Institute for Clinical Research and Health Policy Studies, Tufts Medical Center, Boston, Massachusetts.
Tufts Clinical and Translational Science Institute, Tufts University, Boston, Massachusetts.
J Orthop Res. 2019 Nov;37(11):2420-2428. doi: 10.1002/jor.24413. Epub 2019 Jul 29.

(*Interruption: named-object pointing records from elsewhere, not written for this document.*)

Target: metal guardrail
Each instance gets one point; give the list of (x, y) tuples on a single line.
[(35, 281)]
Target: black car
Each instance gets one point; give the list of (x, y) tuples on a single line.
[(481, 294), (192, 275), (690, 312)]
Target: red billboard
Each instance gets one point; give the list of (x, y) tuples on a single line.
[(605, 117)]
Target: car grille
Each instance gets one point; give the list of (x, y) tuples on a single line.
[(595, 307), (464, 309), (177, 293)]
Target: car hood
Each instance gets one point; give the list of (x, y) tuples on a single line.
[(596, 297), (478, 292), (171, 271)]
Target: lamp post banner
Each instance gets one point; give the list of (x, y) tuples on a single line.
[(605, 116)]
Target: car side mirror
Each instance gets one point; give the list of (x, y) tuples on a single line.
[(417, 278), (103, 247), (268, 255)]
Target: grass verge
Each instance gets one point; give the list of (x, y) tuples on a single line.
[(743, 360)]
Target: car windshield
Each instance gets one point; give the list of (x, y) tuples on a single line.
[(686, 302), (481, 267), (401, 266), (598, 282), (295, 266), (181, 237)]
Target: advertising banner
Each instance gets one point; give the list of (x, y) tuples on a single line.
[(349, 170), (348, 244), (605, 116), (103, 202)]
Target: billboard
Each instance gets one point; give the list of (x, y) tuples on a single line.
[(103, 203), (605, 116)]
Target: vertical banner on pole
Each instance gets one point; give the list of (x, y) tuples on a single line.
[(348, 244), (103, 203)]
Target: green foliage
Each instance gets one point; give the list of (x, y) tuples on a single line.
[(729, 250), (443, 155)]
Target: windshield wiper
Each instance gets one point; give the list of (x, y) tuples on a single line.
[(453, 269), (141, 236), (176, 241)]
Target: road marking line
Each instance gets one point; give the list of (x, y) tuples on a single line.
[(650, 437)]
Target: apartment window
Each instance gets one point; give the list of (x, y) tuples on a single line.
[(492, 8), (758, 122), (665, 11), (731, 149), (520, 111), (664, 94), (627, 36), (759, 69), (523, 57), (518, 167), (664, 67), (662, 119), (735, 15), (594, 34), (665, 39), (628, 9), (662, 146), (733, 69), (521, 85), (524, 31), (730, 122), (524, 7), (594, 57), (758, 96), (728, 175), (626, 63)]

We assessed whether adding magnetic resonance (MR)-based features to a base model of clinically accessible participant characteristics (i.e., serological, radiographic, demographic, symptoms, and physical function) improved classification of adults who developed accelerated radiographic knee osteoarthritis (AKOA) or not over the subsequent 4 years. We conducted a case-control study using radiographs from baseline and the first four annual visits of the osteoarthritis initiative to define groups. Eligible individuals had no radiographic KOA in either knee at baseline (Kellgren-Lawrence [KL] grade <2). We classified two groups matched on sex (i) AKOA: at least one knee developed advanced-stage KOA (KL = 3 or 4) within 48 months and (ii) did not develop AKOA within 48 months. The MR-based features were assessments of bone, effusion/synovitis, tendons, ligaments, cartilage, and menisci. All characteristics and MR-based features were from the baseline visit. Classification and regression tree analyses were performed to determine classification rules and identify statistically important variables. The CART models with and without MR features each explained approximately 40% of the variability. Adding MR-based features to the model yielded modest improvements in specificity (0.90 vs. 0.82) but lower sensitivity (0.62 vs. 0.70) than the base model. There was consistent evidence that serum glucose, effusion-synovitis volume, and cruciate ligament degeneration are statistically important variables in classifying individuals who will develop AKOA. We found common MR-based measures failed to dramatically improve classification. These findings also show a complex interplay among participant characteristics and a need to identify novel characteristics to improve classification. © 2019 Orthopaedic Research Society. Published by Wiley Periodicals, Inc. J Orthop Res 37:2420-2428, 2019.
我们评估了在基于临床可获得的参与者特征(即血清学、影像学、人口统计学、症状和身体功能)的基本模型中添加磁共振(MR)特征是否可以改善在随后的 4 年内发展为加速放射学膝关节骨关节炎(AKOA)或未发展为 AKOA 的成年人的分类。我们使用骨关节炎倡议的基线和前四年的放射照片进行了病例对照研究,以定义组。合格的个体在基线时两个膝关节均无放射学 KOA(Kellgren-Lawrence [KL] 分级<2)。我们将两组按照性别进行匹配:(i)AKOA:至少一个膝关节在 48 个月内发展为晚期 KOA(KL=3 或 4),(ii)在 48 个月内未发展为 AKOA。基于 MR 的特征是对骨骼、积液/滑膜炎、肌腱、韧带、软骨和半月板的评估。所有特征和基于 MR 的特征均来自基线就诊。进行分类和回归树分析以确定分类规则并确定统计学重要变量。具有和不具有 MR 特征的 CART 模型各自解释了大约 40%的可变性。与基本模型相比,将基于 MR 的特征添加到模型中可适度提高特异性(0.90 对 0.82),但敏感性降低(0.62 对 0.70)。有一致的证据表明,血清葡萄糖、积液-滑膜炎体积和交叉韧带变性是分类将发展为 AKOA 的个体的统计学重要变量。我们发现常见的基于 MR 的测量方法未能显著改善分类。这些发现还表明参与者特征之间存在复杂的相互作用,需要确定新的特征来改善分类。©2019 骨科研究协会。由 Wiley Periodicals,Inc. 出版。J Orthop Res 37:2420-2428,2019。